Village Reading Room
Village Reading Room
(Russian, izba-chital’nia), one of the types of village (rural) clubs in the USSR. This institution arose in the first years of Soviet power.
Mobile village reading rooms were organized in several national republics, okrugs, krais, and oblasts. Examples were the Red chaikhany (tea-drinking establishments in Middle Asia), the Red chumy (tents of skin or bark), and the Red yurt.
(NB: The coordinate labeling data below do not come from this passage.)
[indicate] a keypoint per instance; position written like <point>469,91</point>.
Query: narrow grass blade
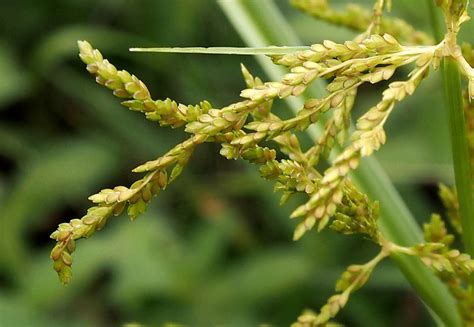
<point>268,51</point>
<point>397,223</point>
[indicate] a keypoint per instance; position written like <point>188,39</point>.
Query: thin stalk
<point>259,23</point>
<point>460,151</point>
<point>464,176</point>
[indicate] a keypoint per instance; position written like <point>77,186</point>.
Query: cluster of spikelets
<point>241,127</point>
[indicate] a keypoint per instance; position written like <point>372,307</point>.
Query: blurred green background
<point>215,248</point>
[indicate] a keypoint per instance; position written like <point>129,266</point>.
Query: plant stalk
<point>464,176</point>
<point>259,23</point>
<point>460,151</point>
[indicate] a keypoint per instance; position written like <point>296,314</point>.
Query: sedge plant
<point>249,130</point>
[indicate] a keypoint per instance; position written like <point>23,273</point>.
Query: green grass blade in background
<point>396,223</point>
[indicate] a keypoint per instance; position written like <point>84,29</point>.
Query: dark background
<point>215,247</point>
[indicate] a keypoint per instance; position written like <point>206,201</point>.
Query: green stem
<point>259,24</point>
<point>464,175</point>
<point>460,151</point>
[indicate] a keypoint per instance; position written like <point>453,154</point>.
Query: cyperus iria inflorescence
<point>240,128</point>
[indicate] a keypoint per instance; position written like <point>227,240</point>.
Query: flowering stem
<point>464,175</point>
<point>397,223</point>
<point>460,151</point>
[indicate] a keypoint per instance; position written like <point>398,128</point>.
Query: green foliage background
<point>215,247</point>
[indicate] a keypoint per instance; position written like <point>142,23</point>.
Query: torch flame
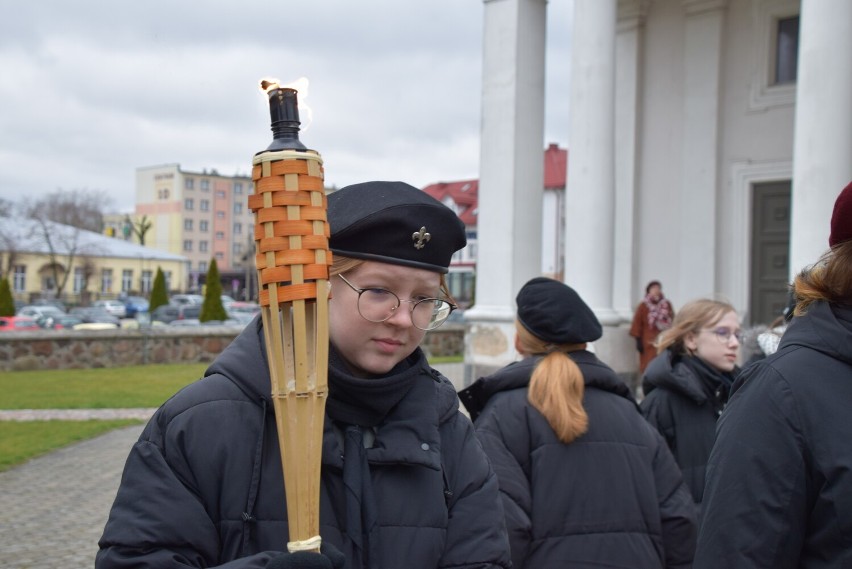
<point>301,86</point>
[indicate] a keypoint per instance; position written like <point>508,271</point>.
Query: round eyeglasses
<point>378,305</point>
<point>724,334</point>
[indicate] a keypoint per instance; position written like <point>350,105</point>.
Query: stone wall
<point>63,349</point>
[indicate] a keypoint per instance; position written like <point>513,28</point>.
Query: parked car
<point>180,299</point>
<point>37,311</point>
<point>170,312</point>
<point>114,307</point>
<point>50,302</point>
<point>134,305</point>
<point>59,322</point>
<point>94,315</point>
<point>18,323</point>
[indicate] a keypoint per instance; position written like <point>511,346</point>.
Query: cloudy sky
<point>91,90</point>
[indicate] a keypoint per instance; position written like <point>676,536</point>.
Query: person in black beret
<point>777,492</point>
<point>585,480</point>
<point>404,482</point>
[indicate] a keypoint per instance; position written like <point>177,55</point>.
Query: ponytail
<point>556,387</point>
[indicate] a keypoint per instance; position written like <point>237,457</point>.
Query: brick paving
<point>54,507</point>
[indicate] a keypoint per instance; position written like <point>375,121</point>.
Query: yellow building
<point>52,260</point>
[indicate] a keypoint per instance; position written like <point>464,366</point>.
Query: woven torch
<point>291,236</point>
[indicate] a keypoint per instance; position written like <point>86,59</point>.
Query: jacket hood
<point>596,374</point>
<point>668,372</point>
<point>244,362</point>
<point>824,328</point>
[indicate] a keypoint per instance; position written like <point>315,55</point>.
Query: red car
<point>17,323</point>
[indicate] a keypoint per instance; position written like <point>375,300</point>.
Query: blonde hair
<point>829,280</point>
<point>340,265</point>
<point>690,319</point>
<point>556,386</point>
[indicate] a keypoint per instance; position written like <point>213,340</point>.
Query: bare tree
<point>83,209</point>
<point>61,217</point>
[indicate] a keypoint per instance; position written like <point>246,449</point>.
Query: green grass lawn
<point>102,388</point>
<point>21,441</point>
<point>128,387</point>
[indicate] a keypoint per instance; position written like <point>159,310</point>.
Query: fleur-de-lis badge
<point>420,238</point>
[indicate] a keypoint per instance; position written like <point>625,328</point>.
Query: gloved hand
<point>328,558</point>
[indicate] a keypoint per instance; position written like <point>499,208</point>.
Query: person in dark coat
<point>404,481</point>
<point>686,386</point>
<point>586,481</point>
<point>780,475</point>
<point>653,315</point>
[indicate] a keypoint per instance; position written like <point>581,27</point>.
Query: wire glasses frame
<point>378,305</point>
<point>724,334</point>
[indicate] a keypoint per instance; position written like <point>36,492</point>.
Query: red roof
<point>462,196</point>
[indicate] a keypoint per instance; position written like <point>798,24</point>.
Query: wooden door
<point>770,251</point>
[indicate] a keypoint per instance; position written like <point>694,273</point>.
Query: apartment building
<point>201,216</point>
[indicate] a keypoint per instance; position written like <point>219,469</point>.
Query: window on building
<point>19,278</point>
<point>786,50</point>
<point>79,278</point>
<point>126,280</point>
<point>106,280</point>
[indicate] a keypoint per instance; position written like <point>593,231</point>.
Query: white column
<point>511,175</point>
<point>702,70</point>
<point>822,149</point>
<point>628,57</point>
<point>590,195</point>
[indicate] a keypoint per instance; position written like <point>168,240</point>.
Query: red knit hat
<point>841,219</point>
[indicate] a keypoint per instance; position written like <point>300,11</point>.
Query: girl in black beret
<point>586,481</point>
<point>404,481</point>
<point>687,384</point>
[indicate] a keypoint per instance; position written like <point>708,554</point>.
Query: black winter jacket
<point>684,405</point>
<point>613,497</point>
<point>779,482</point>
<point>203,486</point>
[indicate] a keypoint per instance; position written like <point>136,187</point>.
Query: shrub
<point>212,308</point>
<point>7,303</point>
<point>159,295</point>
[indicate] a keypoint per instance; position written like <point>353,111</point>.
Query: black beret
<point>554,312</point>
<point>393,222</point>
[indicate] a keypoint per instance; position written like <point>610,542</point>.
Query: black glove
<point>328,558</point>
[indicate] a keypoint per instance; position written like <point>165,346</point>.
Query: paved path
<point>53,508</point>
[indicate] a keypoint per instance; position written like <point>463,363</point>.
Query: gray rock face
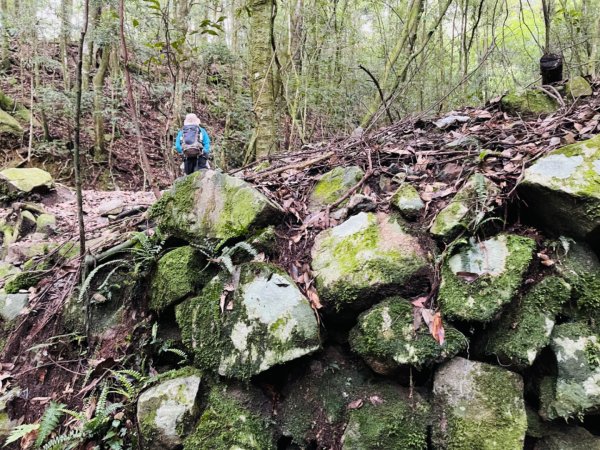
<point>265,321</point>
<point>211,207</point>
<point>366,254</point>
<point>562,189</point>
<point>478,405</point>
<point>166,412</point>
<point>576,390</point>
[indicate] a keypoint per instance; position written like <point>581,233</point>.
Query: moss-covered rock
<point>576,389</point>
<point>579,87</point>
<point>209,207</point>
<point>363,258</point>
<point>484,276</point>
<point>166,413</point>
<point>564,437</point>
<point>393,418</point>
<point>562,189</point>
<point>477,406</point>
<point>386,339</point>
<point>333,185</point>
<point>468,205</point>
<point>530,102</point>
<point>408,201</point>
<point>9,125</point>
<point>266,321</point>
<point>17,182</point>
<point>526,328</point>
<point>228,424</point>
<point>178,275</point>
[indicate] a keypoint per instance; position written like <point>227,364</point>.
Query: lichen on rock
<point>333,185</point>
<point>386,339</point>
<point>209,208</point>
<point>484,276</point>
<point>526,327</point>
<point>363,258</point>
<point>477,405</point>
<point>469,204</point>
<point>266,321</point>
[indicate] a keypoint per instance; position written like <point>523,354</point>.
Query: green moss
<point>482,299</point>
<point>227,424</point>
<point>385,337</point>
<point>532,102</point>
<point>526,328</point>
<point>399,422</point>
<point>179,274</point>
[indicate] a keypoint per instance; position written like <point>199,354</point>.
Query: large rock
<point>229,422</point>
<point>386,339</point>
<point>526,328</point>
<point>178,275</point>
<point>16,182</point>
<point>365,257</point>
<point>531,102</point>
<point>477,406</point>
<point>333,185</point>
<point>167,412</point>
<point>407,200</point>
<point>484,276</point>
<point>562,189</point>
<point>266,321</point>
<point>466,208</point>
<point>391,418</point>
<point>9,125</point>
<point>209,207</point>
<point>576,389</point>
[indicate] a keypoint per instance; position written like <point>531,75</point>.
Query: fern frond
<point>20,431</point>
<point>49,422</point>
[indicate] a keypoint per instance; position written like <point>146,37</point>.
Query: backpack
<point>191,142</point>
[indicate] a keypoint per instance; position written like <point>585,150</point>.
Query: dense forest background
<point>264,76</point>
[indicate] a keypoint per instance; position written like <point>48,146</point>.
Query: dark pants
<point>193,164</point>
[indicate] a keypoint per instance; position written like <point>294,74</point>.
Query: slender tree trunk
<point>99,78</point>
<point>132,107</point>
<point>262,65</point>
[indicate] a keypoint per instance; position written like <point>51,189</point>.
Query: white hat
<point>191,119</point>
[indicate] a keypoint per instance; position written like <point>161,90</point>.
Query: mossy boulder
<point>391,418</point>
<point>576,389</point>
<point>408,201</point>
<point>209,207</point>
<point>467,207</point>
<point>531,102</point>
<point>364,258</point>
<point>386,339</point>
<point>477,406</point>
<point>333,185</point>
<point>526,328</point>
<point>265,321</point>
<point>179,274</point>
<point>9,125</point>
<point>484,276</point>
<point>167,412</point>
<point>17,182</point>
<point>228,422</point>
<point>562,189</point>
<point>564,437</point>
<point>579,87</point>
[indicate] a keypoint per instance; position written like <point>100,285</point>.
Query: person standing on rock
<point>193,144</point>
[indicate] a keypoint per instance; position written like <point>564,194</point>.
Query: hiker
<point>193,144</point>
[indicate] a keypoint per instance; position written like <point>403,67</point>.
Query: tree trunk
<point>132,108</point>
<point>99,78</point>
<point>262,64</point>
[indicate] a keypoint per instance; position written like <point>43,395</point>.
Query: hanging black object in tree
<point>551,68</point>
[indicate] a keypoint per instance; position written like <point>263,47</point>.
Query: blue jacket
<point>205,141</point>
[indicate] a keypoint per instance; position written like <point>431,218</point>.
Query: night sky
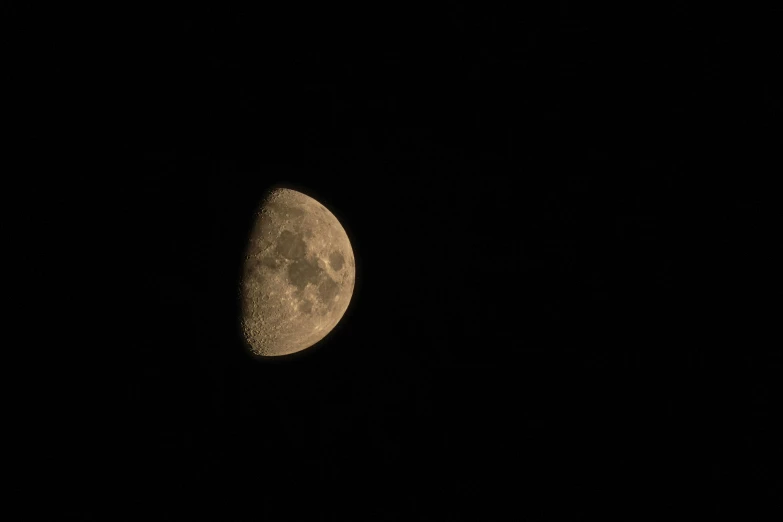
<point>527,339</point>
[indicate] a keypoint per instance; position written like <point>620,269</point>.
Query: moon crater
<point>298,277</point>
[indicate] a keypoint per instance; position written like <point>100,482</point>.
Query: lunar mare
<point>299,274</point>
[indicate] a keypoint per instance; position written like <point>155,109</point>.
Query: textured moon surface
<point>299,274</point>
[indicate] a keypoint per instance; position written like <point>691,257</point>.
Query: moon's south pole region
<point>298,276</point>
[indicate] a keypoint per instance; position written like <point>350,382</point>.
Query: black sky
<point>524,342</point>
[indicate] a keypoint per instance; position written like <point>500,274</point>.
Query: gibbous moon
<point>299,274</point>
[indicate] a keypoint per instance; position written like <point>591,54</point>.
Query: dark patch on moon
<point>306,307</point>
<point>269,262</point>
<point>290,245</point>
<point>336,261</point>
<point>301,272</point>
<point>286,211</point>
<point>328,290</point>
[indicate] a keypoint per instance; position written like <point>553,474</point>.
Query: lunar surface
<point>298,276</point>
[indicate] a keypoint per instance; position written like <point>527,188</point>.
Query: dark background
<point>559,258</point>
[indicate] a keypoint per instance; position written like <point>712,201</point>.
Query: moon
<point>298,275</point>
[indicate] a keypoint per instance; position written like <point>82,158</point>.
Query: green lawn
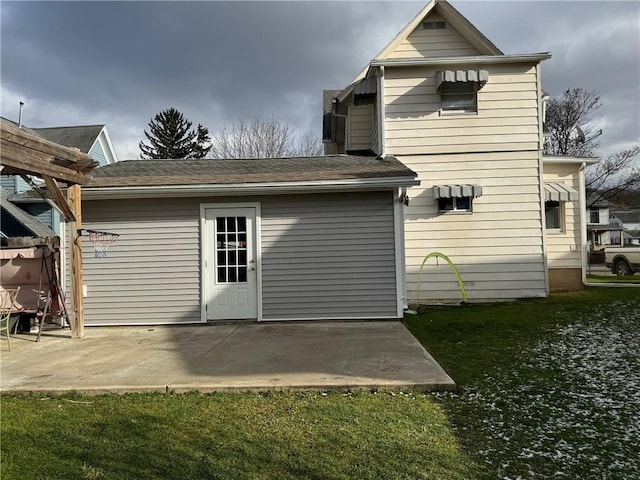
<point>317,435</point>
<point>613,279</point>
<point>549,388</point>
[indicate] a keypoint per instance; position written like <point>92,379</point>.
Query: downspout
<point>583,222</point>
<point>381,113</point>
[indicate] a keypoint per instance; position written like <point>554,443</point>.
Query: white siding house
<point>468,119</point>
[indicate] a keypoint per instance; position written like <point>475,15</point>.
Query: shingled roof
<point>267,170</point>
<point>26,220</point>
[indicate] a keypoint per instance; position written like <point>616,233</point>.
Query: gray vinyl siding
<point>43,212</point>
<point>323,256</point>
<point>329,256</point>
<point>152,272</point>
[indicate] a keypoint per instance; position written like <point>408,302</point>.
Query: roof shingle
<point>267,170</point>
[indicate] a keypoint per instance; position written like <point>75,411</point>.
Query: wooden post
<point>74,198</point>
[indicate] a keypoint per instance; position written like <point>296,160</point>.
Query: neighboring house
<point>600,231</point>
<point>265,239</point>
<point>93,140</point>
<point>629,221</point>
<point>15,222</point>
<point>468,119</point>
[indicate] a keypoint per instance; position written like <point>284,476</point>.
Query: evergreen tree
<point>172,137</point>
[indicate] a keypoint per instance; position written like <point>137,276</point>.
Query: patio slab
<point>318,355</point>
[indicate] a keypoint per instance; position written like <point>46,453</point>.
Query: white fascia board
<point>476,60</point>
<point>388,183</point>
<point>566,159</point>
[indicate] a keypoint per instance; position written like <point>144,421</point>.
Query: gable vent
<point>433,25</point>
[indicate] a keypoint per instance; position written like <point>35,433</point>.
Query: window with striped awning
<point>559,192</point>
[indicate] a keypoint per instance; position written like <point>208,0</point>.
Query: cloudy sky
<point>119,63</point>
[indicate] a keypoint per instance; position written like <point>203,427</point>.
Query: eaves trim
<point>158,191</point>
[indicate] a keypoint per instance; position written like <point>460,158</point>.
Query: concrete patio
<point>323,355</point>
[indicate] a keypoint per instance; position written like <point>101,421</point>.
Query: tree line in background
<point>171,136</point>
<point>572,131</point>
<point>569,124</point>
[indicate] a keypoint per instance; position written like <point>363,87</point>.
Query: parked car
<point>622,260</point>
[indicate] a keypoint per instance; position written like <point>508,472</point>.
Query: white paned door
<point>230,263</point>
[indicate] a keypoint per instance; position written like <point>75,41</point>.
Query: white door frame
<point>206,262</point>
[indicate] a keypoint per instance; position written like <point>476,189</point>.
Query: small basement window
<point>455,204</point>
<point>553,215</point>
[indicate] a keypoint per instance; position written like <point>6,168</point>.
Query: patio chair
<point>7,301</point>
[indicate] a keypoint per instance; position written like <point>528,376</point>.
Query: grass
<point>313,435</point>
<point>635,279</point>
<point>548,388</point>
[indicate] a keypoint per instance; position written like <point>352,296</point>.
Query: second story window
<point>553,215</point>
<point>459,97</point>
<point>459,89</point>
<point>455,204</point>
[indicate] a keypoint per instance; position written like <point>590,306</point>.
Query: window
<point>553,215</point>
<point>459,97</point>
<point>455,204</point>
<point>231,249</point>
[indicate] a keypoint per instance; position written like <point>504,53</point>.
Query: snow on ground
<point>571,409</point>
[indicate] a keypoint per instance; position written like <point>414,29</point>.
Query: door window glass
<point>231,249</point>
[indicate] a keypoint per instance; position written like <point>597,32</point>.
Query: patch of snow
<point>571,408</point>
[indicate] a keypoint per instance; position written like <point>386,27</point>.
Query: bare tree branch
<point>618,173</point>
<point>570,126</point>
<point>262,138</point>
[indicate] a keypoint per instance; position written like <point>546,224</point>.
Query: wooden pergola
<point>24,153</point>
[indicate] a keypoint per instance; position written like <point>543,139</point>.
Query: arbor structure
<point>171,136</point>
<point>263,138</point>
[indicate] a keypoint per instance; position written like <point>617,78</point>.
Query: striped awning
<point>365,91</point>
<point>559,192</point>
<point>461,76</point>
<point>451,191</point>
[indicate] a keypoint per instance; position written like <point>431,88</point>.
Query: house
<point>468,119</point>
<point>15,222</point>
<point>601,232</point>
<point>265,239</point>
<point>629,220</point>
<point>93,140</point>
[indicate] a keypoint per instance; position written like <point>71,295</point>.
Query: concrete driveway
<point>327,355</point>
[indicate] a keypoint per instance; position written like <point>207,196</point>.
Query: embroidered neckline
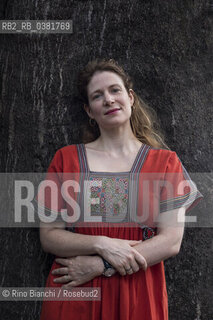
<point>138,155</point>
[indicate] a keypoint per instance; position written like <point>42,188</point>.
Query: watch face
<point>109,272</point>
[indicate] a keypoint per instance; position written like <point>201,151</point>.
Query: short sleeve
<point>178,189</point>
<point>49,202</point>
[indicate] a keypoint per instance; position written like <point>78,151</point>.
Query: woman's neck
<point>116,141</point>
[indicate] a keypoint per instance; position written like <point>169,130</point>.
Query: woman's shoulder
<point>158,160</point>
<point>162,153</point>
<point>67,149</point>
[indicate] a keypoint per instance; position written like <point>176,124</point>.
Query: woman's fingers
<point>141,260</point>
<point>60,271</point>
<point>63,262</point>
<point>63,279</point>
<point>133,243</point>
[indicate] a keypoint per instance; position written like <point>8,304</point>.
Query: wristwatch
<point>108,269</point>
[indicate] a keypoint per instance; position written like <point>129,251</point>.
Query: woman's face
<point>109,102</point>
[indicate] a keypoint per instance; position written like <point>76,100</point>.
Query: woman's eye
<point>96,96</point>
<point>115,90</point>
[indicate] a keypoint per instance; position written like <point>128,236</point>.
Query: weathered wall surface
<point>165,46</point>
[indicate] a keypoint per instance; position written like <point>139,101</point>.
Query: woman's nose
<point>108,98</point>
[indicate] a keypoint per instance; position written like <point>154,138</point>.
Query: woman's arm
<point>168,240</point>
<point>120,253</point>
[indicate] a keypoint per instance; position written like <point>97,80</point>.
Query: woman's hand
<point>78,270</point>
<point>121,254</point>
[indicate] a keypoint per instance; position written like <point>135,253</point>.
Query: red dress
<point>142,295</point>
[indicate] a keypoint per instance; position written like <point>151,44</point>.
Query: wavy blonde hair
<point>143,119</point>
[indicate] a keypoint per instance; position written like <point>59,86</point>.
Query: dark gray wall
<point>166,47</point>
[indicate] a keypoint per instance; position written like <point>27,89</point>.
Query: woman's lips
<point>112,111</point>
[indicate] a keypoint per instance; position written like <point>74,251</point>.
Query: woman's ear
<point>131,96</point>
<point>88,110</point>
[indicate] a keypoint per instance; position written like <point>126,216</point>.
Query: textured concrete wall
<point>165,46</point>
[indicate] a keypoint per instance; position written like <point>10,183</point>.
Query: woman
<point>132,226</point>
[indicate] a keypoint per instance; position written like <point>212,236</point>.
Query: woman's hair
<point>143,119</point>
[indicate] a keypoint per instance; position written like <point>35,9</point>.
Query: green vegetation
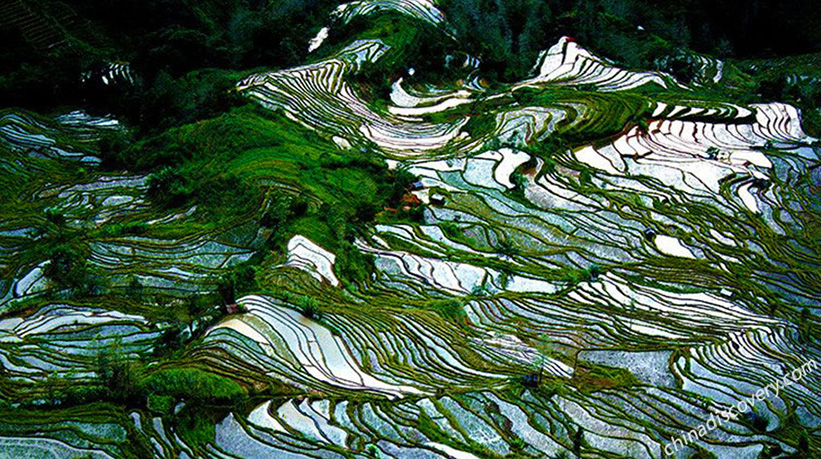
<point>119,281</point>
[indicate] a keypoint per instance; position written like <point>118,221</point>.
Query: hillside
<point>409,229</point>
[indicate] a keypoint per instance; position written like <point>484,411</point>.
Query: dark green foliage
<point>236,282</point>
<point>193,385</point>
<point>309,307</point>
<point>702,453</point>
<point>354,265</point>
<point>117,375</point>
<point>68,269</point>
<point>452,310</point>
<point>578,441</point>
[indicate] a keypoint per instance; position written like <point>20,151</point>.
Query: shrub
<point>192,384</point>
<point>310,307</point>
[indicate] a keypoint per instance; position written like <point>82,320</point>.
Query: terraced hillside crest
<point>590,262</point>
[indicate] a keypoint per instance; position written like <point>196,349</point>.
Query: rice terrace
<point>410,229</point>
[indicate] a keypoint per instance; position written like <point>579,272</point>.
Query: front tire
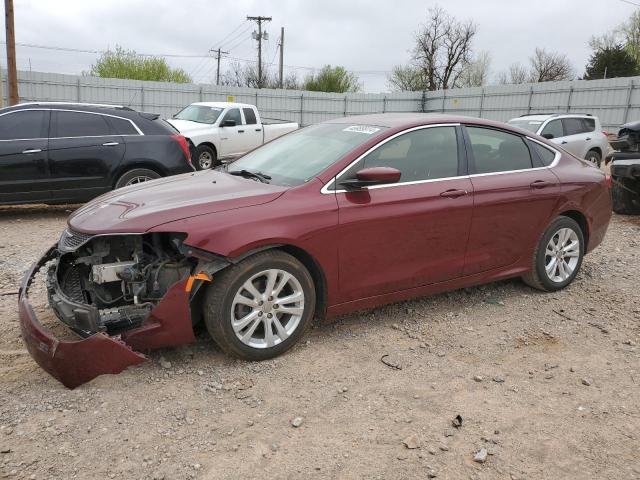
<point>558,256</point>
<point>135,176</point>
<point>261,307</point>
<point>206,157</point>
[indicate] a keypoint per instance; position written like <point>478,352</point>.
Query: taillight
<point>184,145</point>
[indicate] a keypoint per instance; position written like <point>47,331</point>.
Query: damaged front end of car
<point>121,293</point>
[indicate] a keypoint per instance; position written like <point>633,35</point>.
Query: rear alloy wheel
<point>135,176</point>
<point>260,307</point>
<point>206,157</point>
<point>594,157</point>
<point>558,256</point>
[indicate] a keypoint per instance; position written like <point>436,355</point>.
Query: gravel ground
<point>546,385</point>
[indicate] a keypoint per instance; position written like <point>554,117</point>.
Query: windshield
<point>531,125</point>
<point>299,156</point>
<point>199,113</point>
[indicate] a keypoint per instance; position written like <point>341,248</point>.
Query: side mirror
<point>372,176</point>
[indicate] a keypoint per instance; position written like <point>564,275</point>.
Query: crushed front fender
<point>72,362</point>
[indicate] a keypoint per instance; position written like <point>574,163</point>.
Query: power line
<point>172,55</point>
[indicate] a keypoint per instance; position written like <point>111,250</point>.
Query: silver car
<point>579,134</point>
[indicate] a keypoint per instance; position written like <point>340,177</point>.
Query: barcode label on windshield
<point>362,129</point>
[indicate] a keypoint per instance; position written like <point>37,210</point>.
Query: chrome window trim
<point>75,111</point>
<point>325,189</point>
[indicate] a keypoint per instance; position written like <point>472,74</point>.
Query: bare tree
<point>238,75</point>
<point>407,79</point>
<point>476,72</point>
<point>515,74</point>
<point>443,48</point>
<point>550,67</point>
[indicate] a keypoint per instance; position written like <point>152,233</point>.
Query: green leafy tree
<point>332,79</point>
<point>121,63</point>
<point>615,61</point>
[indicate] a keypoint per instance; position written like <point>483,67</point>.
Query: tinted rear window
<point>78,124</point>
<point>23,125</point>
<point>120,126</point>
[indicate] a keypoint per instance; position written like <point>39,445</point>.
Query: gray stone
<point>480,456</point>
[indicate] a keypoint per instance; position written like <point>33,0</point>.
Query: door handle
<point>540,184</point>
<point>453,193</point>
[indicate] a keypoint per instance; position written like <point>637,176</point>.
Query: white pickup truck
<point>220,130</point>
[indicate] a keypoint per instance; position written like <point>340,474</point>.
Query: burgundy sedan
<point>340,216</point>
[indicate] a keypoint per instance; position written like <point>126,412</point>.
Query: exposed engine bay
<point>111,283</point>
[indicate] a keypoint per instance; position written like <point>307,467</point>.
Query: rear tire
<point>206,157</point>
<point>625,194</point>
<point>135,176</point>
<point>557,257</point>
<point>260,307</point>
<point>594,157</point>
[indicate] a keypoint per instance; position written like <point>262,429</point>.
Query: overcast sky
<point>367,37</point>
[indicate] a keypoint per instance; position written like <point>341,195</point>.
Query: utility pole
<point>12,73</point>
<point>218,53</point>
<point>259,36</point>
<point>281,77</point>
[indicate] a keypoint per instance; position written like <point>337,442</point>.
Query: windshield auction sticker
<point>362,129</point>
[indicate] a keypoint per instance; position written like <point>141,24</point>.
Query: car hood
<point>187,127</point>
<point>138,208</point>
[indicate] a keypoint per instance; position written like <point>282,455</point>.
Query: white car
<point>579,134</point>
<point>224,130</point>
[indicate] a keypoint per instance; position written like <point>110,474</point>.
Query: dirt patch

The direction and content of the work of the village reading rooms were defined by a circular of the All-Union Central Executive Committee and the Council of People’s Commissars of the RSFSR of Sept. 18, 1924, and by “Village Reading Rooms,” a resolution of the Central Committee of the ACP (Bolshevik) of Nov. 11, 1929. In the 1920’s and 1930’s the village reading rooms were a center for political propaganda and cultural-educational work in the countryside. They played an important role in the elimination of illiteracy among the peasantry and in the acquisition by the peasants of culture and agricultural knowledge. They assisted Soviet and party organizations in carrying out the collectivization of agriculture. With the growth of village clubs and houses of culture, the number of village reading rooms has been decreasing. There were over 40,000 village reading rooms in the USSR in 1948; by 1970 their number had fallen to 5,700, but there were 79,300 village clubs and houses of culture and 16,500 kolkhoz clubs.